During my MSc program, I was lucky to squeeze into Michael Collin’s NLP class. We used his Coursera course as part of the program, which I’d highly recommend.

Recently I decided to review my NLP studies and I believe the best way to learn or relearn a subject is to teach it. This is one in a series of 4 posts with a walk-through of the algorithms we implemented during the course. I’ll provide links to my code hosted on Github.

Disclaimer: Before taking this NLP course, the only thing I knew about Python was that ‘it’s the one without curly brackets’. I learned Python on the go while implementing these algorithms. So if I did anything against Python code conventions or flat-out heinous, I apologize and thank you in advance for your understanding. Feel free to write and let me know.

The Concept

To quote Wikipedia, “Named-entity recognition (I’ve always known it as tagging) is a subtask of information extraction that seeks to locate and classify elements in text into predefined categories such as the names of persons, organizations, locations, expressions of times, quanitites, monetary values, percentages, etc.”

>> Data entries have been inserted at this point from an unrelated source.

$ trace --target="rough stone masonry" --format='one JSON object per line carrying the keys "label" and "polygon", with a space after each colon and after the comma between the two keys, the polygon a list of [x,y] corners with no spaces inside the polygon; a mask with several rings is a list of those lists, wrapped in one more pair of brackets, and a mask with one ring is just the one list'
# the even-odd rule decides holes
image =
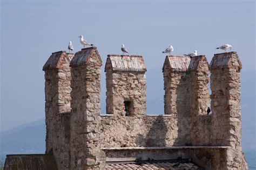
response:
{"label": "rough stone masonry", "polygon": [[161,115],[146,114],[143,57],[115,55],[107,56],[105,66],[106,114],[100,114],[102,65],[95,47],[75,56],[52,54],[43,68],[46,154],[8,155],[5,169],[29,168],[26,162],[40,158],[50,159],[46,167],[53,169],[104,169],[113,162],[179,157],[206,169],[248,169],[241,146],[242,65],[236,52],[215,54],[210,64],[205,56],[166,56]]}

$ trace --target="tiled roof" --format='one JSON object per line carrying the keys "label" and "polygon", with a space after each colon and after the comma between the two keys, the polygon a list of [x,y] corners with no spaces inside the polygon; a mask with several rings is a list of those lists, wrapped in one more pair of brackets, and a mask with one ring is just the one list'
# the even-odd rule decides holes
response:
{"label": "tiled roof", "polygon": [[205,56],[192,57],[191,58],[188,70],[189,71],[197,70],[198,69],[199,66],[203,63],[206,63],[206,64],[209,66]]}
{"label": "tiled roof", "polygon": [[43,70],[59,68],[65,64],[69,65],[73,56],[74,54],[66,53],[65,51],[53,52],[43,67]]}
{"label": "tiled roof", "polygon": [[109,55],[107,57],[106,65],[110,62],[113,71],[145,72],[147,70],[144,60],[141,56]]}
{"label": "tiled roof", "polygon": [[82,49],[76,53],[70,62],[72,67],[84,64],[102,65],[102,59],[96,47]]}
{"label": "tiled roof", "polygon": [[106,165],[105,169],[204,169],[193,162],[161,161],[144,163],[122,163]]}
{"label": "tiled roof", "polygon": [[224,52],[214,54],[210,64],[211,70],[225,68],[242,69],[238,55],[236,52]]}
{"label": "tiled roof", "polygon": [[172,71],[186,71],[190,63],[190,57],[181,56],[166,56],[163,71],[168,64]]}

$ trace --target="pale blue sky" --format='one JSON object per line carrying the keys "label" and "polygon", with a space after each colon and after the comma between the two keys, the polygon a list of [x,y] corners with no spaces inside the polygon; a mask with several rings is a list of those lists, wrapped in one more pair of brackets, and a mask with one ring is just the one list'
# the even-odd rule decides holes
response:
{"label": "pale blue sky", "polygon": [[[104,63],[107,54],[121,53],[121,44],[131,55],[144,56],[147,112],[157,114],[164,111],[161,51],[169,45],[174,55],[197,50],[210,63],[214,53],[221,52],[215,47],[232,44],[243,66],[243,126],[255,128],[254,1],[6,0],[1,11],[0,131],[44,117],[42,67],[52,52],[67,50],[69,40],[79,51],[80,35],[96,45]],[[104,113],[103,70],[104,65]]]}

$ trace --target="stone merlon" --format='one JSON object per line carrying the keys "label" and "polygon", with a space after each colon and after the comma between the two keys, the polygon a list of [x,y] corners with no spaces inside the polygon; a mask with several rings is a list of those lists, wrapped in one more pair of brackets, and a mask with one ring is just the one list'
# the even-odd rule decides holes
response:
{"label": "stone merlon", "polygon": [[82,65],[102,65],[102,60],[96,47],[82,49],[81,51],[76,53],[70,62],[70,66],[75,67]]}
{"label": "stone merlon", "polygon": [[170,68],[171,71],[186,71],[190,63],[190,58],[183,56],[166,56],[163,66],[164,70]]}
{"label": "stone merlon", "polygon": [[242,69],[242,64],[236,52],[224,52],[214,54],[211,63],[210,70],[221,69]]}
{"label": "stone merlon", "polygon": [[43,67],[43,70],[60,69],[64,65],[69,64],[73,56],[73,53],[67,53],[65,51],[53,52]]}
{"label": "stone merlon", "polygon": [[[112,71],[146,72],[144,60],[141,56],[107,55],[107,63],[111,62]],[[105,72],[106,72],[106,66]]]}

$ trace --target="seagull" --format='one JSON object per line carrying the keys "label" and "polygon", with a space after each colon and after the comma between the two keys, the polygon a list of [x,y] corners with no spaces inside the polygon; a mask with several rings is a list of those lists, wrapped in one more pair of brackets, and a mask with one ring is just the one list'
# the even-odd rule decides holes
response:
{"label": "seagull", "polygon": [[124,47],[124,44],[122,45],[121,50],[122,50],[122,51],[123,51],[123,55],[124,55],[125,52],[125,53],[128,53],[128,51],[127,51],[126,48]]}
{"label": "seagull", "polygon": [[81,43],[81,44],[84,45],[84,48],[85,45],[93,45],[93,44],[88,43],[85,39],[84,39],[84,36],[80,36],[78,37],[80,38],[80,43]]}
{"label": "seagull", "polygon": [[169,55],[171,55],[171,52],[173,51],[173,47],[172,45],[169,46],[165,50],[162,52],[162,53],[169,53]]}
{"label": "seagull", "polygon": [[184,55],[184,56],[190,56],[190,57],[194,57],[197,56],[197,51],[194,50],[194,52],[191,52],[188,53],[187,55]]}
{"label": "seagull", "polygon": [[74,49],[74,47],[73,45],[72,45],[71,41],[69,42],[69,46],[68,46],[68,49],[69,50],[69,53],[70,53],[70,50],[73,51],[73,50]]}
{"label": "seagull", "polygon": [[225,52],[227,52],[226,50],[228,50],[228,49],[230,49],[230,51],[231,51],[231,48],[232,47],[232,46],[230,44],[224,44],[221,45],[220,47],[217,47],[216,49],[220,49],[223,50],[225,50]]}
{"label": "seagull", "polygon": [[207,110],[207,114],[209,114],[209,113],[211,113],[211,109],[209,107],[208,107],[208,108]]}

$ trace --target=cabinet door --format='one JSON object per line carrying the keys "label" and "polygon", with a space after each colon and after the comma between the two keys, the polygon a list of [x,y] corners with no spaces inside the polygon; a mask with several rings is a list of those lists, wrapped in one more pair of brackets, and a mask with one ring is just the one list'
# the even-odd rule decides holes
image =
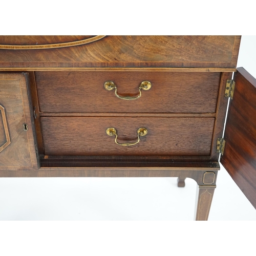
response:
{"label": "cabinet door", "polygon": [[27,75],[22,73],[0,73],[1,177],[9,170],[38,168]]}
{"label": "cabinet door", "polygon": [[256,208],[256,79],[238,68],[220,162]]}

For example, the algorithm receives as input some text

“Bill Gates founded Microsoft in 1975.”

and outputs

“Bill Gates[person] founded Microsoft[organization] in 1975[date].”

Off the top of my head, some useful applications are document matching (ex. a document containing Gates[person] may not be on the same topic as one containing gates[object]) and query searches. I’m sure there are lots more, if you check out Collin’s Coursera course he may discuss this in greater depth.

The Requirements

Development data: The file ner_dev.dat provided by prof. Michael Collins has a series of sentences separated by an empty line, one word per line.

Training data: The file ner_train.dat provided by prof. Michael Collins has a series of sentences separated by an empty line, one word and tag per line, speparated by a space.

Word-tag count data: The file ner.counts has the format [count] [type of tag] [label] [word]. The tags used are RARE, O, I-MISC, I-PER, I-ORG, I-LOC, B-MISC, B-PER, B-ORG, B-LOC. The tag O means it’s not an NE. This file is generated by count_freqs.py, a script provided by prof. Michael Collins. Run count_freqs.py on the training data ner_train.dat

The Algorithm

Python code: viterbi.py Usage: python viterbi.py ner.counts ngram.counts [input_file] > [output_file] Summary: The Viterbi algorithm finds the maximum probability path for a series of observations, based on emission and transition probabilities. In a Markov Process, emission is the probability of an output given a state and transition is the probability of transitioning to the state given the previous states. In our case, the emission parameter e(x|y) = the probability of the word being x given you attributed tag y. If your training data had 100 counts of ‘person’ tags, one of which is the word ‘London’ (I know a guy who named his kid London), e(‘London’|’person’) = 0.01. Now with 50 counts of ‘location’ tags, 5 of which are ‘London’, e(‘London’|’location’) = 0.1 which clearly trumps 0.01. The transition parameter q(yi | yi-1, yi-2) = the probability of putting tag y in position i given it’s two previous tags. This is calculated by Count(trigram)/Count(bigram). For each word in the development data, he Viterbi algorithm will associate a score for a word-tag combo based on the emission and transition parameters it obtained from the training data. It does this for every possible tag and sees which is more likely. Clearly this won’t be 100% correct as natural language is unpredictable, but you should get pretty high accuracy.

Optional Preprocessing

Re-label words in training data with frequency < 5 as ‘RARE’ - This isn’t required, but useful. Re-run count_freqs.py if used.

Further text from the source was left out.